God has created woman as the companion of man and the calling of woman is marriage. Good! it is not to be denied, and I gladly acknowledge that the highest happiness for a woman is, and shall be centuries after us, a harmonious union with the man of her choice.

But how can one speak of a harmonious union as our marriage laws are now? I have tried to picture them to you. Must I not for myself, hate the idea of marriage, scorn it, when by it the woman is so cruelly wronged? No, fortunately every Mohammedan has not four wives or more, but every married woman in our world knows that she is not the only one, and that any day the man's fancy can bring a companion home, who will have just as much right to him as she. According to the Mohammedan law she is also his wife. In the Government[2] countries, the women have not such a hard time as their sisters in those ruled by the princes, as in Soerakarta and Djokjakarta. Here the women are fortunate with only one, two, three or four co-wives. There, in the princes' countries, the women would call that child's play. One finds there hardly a single man with but one wife. Among the nobility, especially in the circle surrounding the emperor, the men have usually twenty-six women.

Shall these conditions endure, Stella?

Our people have grown so accustomed to them, and moreover they see no other way in which every woman would be provided for. But in her heart almost every woman that I know curses this right of the man. But curses never help; something must be done.

Come, women, girls, stand up; let us reach our hands to one another, and let us work together to change this unbearable situation.

Yes, Stella, I know it; in Europe, too, the state of morality among men is tragic. I say with you, teach the young men to turn their backs upon temptation and deplorable, half-acknowledged customs, and to feel disgraced at the existence of those short-sighted girls who follow men not ignorantly into the places where life is sordid. Yes certainly the young mothers could do most there, I have already maintained that to my sisters.

I should so love to have children, boys and girls to nourish and to form after my own heart. But above all things I should never follow the unhappy custom of putting boys before girls. We have no right to be surprised at the egoism of men when we consider how as children they are placed above the girls, their sisters. Even as a child a man is taught to despise girls. Have I not many times heard mothers say to their boys when they would fall and cry: "Fie, a boy cry just like a girl!"

I should teach my children, boys and girls, to regard one another as equal human beings and give them always the same education; of course following the natural disposition of each.

I should not allow my girl, although I wished to make a new woman of her, to study as though she had no other desire in life; nor would I cut her off in anything so that her brother could have more. Never!

And then I should let down the bars which have been so foolishly erected between the two sexes. I am convinced that when this is done much good will come of it, especially to the men.
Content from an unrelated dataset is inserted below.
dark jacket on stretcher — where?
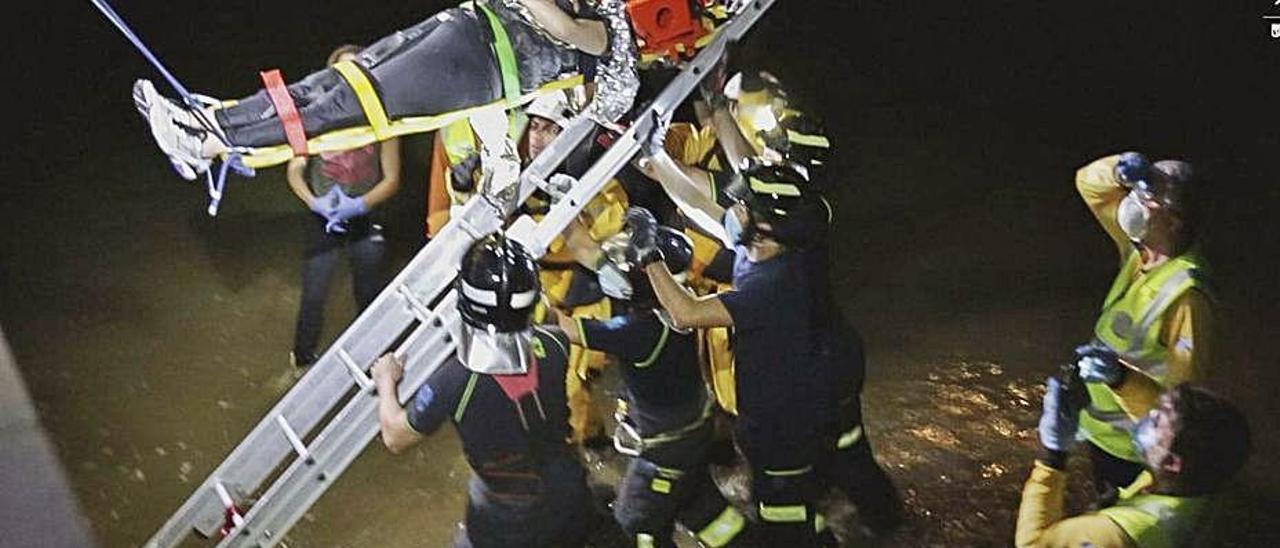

I shall never believe that educated and cultivated men designedly avoid the society of women who are their equals in education and enlightenment, to throw themselves deliberately into the arms of disreputable women. While many men seek the society where cultivated ladies are to be found, there is a vast army who cannot take the slightest interest in a girl without thinking of sex. Now all this will disappear when men and women can mingle freely together from childhood.